On Saturday, September 18th Heritage’s Director of Collections & Exhibitions and resident gravestone expert Jennifer Madden led a tour of three historic burying grounds on the Cape. Starting at Cobb’s Hill in Barnstable and making our way through Lothrop Hill (also in Barnstable) and finally Yarmouth Ancient Cemetery, we examined carving motifs and how their changes from the mid-17th century to the 19th century reflect shifting societal ideas about life, death and what comes after.
Graveyards are like outdoor museums. A walk through one will take you back in time and face to face with the people of the past. Stones tell us of lives cut short by tragedy or exceedingly long lives spent entirely within a stone’s throw of their final resting spot. Epitaphs can be touching or funny (either intentionally or not), proving that a good laugh never goes out of fashion.
At Yarmouth Ancient Cemetery we saw a fantastic and funny stone, brought to the group’s attention by tour participants Thomas Bihl and Shana Drake. The stone, pictured here, reads, “Here Lyes Buried the Body of Mr.

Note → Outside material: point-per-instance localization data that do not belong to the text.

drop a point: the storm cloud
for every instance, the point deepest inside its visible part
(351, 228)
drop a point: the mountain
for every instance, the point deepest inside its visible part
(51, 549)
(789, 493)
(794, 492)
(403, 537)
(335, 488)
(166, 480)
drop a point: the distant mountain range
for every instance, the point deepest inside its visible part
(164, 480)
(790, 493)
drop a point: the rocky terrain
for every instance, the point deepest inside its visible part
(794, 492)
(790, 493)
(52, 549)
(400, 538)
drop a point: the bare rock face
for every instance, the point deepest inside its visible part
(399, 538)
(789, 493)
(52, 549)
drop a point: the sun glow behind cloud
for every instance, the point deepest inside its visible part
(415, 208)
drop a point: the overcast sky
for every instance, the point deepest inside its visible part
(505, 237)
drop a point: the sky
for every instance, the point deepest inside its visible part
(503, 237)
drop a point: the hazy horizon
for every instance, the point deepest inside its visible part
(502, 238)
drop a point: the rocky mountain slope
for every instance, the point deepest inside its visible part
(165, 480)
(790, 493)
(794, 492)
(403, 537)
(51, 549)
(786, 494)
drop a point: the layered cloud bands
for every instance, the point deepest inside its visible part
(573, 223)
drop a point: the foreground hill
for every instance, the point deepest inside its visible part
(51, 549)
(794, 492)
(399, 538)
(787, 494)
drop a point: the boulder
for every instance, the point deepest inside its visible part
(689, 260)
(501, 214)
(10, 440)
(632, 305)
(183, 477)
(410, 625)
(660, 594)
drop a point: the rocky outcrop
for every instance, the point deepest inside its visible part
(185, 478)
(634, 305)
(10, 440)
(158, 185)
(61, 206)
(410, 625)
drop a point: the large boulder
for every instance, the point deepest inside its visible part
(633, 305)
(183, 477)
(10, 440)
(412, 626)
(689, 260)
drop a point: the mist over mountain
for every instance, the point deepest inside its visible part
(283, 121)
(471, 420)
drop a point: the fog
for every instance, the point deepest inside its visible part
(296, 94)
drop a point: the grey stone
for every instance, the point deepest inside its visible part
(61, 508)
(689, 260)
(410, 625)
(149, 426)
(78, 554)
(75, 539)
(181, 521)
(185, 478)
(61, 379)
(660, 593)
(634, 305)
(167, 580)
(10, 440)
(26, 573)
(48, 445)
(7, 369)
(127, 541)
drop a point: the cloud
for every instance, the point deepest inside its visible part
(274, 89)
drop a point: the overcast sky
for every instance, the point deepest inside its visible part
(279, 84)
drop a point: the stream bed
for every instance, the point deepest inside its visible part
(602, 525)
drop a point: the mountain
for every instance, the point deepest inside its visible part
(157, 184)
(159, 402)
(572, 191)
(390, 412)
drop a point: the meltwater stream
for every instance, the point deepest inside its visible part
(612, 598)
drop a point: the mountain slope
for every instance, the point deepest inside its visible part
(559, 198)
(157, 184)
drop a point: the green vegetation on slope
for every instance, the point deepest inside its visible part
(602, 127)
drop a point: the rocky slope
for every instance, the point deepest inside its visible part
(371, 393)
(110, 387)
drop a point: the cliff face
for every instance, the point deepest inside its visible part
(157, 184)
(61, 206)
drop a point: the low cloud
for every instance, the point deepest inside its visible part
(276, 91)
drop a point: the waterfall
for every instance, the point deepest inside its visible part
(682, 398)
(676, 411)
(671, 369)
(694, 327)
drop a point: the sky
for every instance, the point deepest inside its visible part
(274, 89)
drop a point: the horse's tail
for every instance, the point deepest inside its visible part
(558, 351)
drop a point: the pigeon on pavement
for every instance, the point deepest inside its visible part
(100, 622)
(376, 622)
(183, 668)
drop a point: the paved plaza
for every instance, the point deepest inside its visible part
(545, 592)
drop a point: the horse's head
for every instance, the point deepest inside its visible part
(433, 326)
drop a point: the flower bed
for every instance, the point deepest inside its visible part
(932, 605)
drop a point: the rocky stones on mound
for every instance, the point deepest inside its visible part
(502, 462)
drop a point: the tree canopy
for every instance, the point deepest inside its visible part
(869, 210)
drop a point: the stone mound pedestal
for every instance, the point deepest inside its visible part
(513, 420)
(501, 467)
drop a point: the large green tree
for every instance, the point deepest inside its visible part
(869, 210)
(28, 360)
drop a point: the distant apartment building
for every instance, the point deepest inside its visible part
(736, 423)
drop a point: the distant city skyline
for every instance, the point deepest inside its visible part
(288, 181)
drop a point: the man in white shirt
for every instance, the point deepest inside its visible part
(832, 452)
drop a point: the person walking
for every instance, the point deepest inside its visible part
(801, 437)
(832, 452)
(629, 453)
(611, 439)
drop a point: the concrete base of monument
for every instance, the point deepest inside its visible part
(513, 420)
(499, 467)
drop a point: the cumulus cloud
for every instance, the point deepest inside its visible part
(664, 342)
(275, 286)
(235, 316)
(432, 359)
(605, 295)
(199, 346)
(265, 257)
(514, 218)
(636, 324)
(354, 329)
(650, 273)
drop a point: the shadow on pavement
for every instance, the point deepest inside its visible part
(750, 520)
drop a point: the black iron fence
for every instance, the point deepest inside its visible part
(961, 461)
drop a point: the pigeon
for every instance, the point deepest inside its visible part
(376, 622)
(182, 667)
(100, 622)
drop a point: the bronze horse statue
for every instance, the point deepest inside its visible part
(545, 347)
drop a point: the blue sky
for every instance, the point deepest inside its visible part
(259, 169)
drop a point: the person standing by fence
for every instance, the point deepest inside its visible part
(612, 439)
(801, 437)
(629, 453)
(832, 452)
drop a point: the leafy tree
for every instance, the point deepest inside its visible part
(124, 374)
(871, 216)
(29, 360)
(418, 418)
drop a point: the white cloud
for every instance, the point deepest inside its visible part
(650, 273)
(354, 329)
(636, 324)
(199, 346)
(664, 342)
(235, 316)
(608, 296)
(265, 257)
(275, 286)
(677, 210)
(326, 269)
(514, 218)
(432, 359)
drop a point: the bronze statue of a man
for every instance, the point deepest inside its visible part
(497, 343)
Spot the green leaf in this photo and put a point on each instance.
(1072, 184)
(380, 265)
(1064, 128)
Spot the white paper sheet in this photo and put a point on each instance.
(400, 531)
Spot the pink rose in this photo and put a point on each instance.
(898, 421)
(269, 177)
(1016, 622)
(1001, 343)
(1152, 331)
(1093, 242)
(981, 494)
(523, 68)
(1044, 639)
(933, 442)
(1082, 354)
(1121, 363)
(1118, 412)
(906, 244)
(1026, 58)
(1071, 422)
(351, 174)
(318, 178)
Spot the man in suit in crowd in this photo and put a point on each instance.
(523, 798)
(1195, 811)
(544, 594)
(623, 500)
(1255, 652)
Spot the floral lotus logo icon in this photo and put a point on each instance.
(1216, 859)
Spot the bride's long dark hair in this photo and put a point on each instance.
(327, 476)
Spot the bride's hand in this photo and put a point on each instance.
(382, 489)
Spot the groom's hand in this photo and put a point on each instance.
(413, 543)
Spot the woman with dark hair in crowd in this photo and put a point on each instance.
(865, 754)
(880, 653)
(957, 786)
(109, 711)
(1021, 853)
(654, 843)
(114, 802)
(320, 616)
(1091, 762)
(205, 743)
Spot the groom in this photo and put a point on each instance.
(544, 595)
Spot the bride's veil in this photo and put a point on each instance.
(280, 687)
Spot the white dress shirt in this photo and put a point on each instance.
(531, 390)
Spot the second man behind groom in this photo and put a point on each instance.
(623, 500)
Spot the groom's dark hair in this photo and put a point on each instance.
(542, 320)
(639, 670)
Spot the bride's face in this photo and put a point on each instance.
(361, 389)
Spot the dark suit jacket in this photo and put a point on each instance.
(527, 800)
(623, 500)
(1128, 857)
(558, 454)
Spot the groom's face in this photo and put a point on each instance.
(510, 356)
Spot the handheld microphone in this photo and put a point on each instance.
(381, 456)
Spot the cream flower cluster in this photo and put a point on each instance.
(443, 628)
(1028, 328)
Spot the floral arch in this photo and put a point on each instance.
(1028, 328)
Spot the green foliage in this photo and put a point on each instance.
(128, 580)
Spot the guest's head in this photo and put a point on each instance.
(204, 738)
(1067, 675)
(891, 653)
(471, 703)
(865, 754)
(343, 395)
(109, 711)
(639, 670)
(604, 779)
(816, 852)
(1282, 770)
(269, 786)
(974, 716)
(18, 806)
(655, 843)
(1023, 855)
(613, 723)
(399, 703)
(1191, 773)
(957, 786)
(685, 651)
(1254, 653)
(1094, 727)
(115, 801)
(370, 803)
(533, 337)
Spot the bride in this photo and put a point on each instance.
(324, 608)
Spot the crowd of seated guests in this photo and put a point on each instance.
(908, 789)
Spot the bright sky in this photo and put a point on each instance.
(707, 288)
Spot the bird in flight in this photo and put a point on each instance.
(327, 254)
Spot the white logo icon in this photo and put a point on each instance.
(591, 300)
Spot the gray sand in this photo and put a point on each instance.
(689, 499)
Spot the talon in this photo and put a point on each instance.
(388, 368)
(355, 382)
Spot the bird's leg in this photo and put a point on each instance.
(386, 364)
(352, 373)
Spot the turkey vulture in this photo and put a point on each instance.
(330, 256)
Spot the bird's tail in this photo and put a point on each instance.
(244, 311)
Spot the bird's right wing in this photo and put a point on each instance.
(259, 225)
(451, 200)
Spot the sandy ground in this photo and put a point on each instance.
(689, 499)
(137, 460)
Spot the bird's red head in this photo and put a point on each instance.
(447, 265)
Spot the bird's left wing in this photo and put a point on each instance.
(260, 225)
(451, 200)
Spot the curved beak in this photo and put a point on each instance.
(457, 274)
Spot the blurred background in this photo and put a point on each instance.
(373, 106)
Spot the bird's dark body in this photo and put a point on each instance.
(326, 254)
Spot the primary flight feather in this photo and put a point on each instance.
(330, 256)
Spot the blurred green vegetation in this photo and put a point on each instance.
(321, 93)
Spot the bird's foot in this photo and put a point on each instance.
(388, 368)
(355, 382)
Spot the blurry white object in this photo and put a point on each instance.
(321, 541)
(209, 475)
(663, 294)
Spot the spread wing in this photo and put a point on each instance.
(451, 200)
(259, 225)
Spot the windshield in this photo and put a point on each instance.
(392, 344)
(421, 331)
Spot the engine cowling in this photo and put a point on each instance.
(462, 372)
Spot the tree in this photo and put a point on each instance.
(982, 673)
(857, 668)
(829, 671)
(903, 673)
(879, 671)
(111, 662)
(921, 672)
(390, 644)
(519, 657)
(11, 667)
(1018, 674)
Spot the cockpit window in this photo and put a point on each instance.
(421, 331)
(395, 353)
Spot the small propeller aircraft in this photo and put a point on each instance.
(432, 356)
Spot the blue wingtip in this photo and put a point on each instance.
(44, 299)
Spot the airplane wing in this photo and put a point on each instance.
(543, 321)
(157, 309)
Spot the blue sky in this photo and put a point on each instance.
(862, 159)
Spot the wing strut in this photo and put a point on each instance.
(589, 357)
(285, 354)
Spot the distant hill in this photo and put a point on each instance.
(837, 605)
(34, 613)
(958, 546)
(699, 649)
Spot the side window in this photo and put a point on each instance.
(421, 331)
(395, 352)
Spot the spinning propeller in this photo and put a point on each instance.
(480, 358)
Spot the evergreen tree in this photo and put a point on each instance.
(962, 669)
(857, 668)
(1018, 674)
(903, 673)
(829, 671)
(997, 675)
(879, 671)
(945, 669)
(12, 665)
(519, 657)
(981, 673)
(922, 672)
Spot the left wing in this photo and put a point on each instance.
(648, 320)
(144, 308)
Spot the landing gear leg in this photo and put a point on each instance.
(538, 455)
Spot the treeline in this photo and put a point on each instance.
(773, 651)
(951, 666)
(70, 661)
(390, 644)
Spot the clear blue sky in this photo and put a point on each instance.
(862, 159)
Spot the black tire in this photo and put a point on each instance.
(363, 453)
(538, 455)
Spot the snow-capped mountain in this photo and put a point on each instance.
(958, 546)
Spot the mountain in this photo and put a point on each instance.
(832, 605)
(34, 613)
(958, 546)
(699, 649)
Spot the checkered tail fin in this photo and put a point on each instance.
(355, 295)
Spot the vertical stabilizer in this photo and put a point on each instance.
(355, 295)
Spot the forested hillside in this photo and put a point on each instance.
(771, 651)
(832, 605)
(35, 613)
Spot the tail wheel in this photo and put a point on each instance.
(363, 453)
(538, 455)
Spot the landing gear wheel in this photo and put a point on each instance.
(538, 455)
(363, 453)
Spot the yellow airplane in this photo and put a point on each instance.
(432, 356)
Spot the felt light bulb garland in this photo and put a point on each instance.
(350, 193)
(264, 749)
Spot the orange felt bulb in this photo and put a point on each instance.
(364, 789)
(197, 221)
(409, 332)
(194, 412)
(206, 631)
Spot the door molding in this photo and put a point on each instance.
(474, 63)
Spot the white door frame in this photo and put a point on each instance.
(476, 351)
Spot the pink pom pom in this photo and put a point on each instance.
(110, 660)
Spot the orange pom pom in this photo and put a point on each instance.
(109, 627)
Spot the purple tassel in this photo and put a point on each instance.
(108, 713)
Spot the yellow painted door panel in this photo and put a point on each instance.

Anthony Paddock, Who was Dround in the Vineyard Sound on That Very Cold Day February the 15th 1731 in the 22nd Year of His Age.”
Bihl and Drake, who discovered this amusing stone on a stroll years ago, have tried to find out more about That Very Cold Day by checking the date, February 15, 1731, against accounts of historic New England storms, but without any luck. If the day was cold enough to live on in popular memory, perhaps the most likely place to look is in diaries or personal accounts from the period. In the present , we can only speculate on the specific circumstances of the unfortunate Mr. Paddock’s passing and wonder just how cold was it?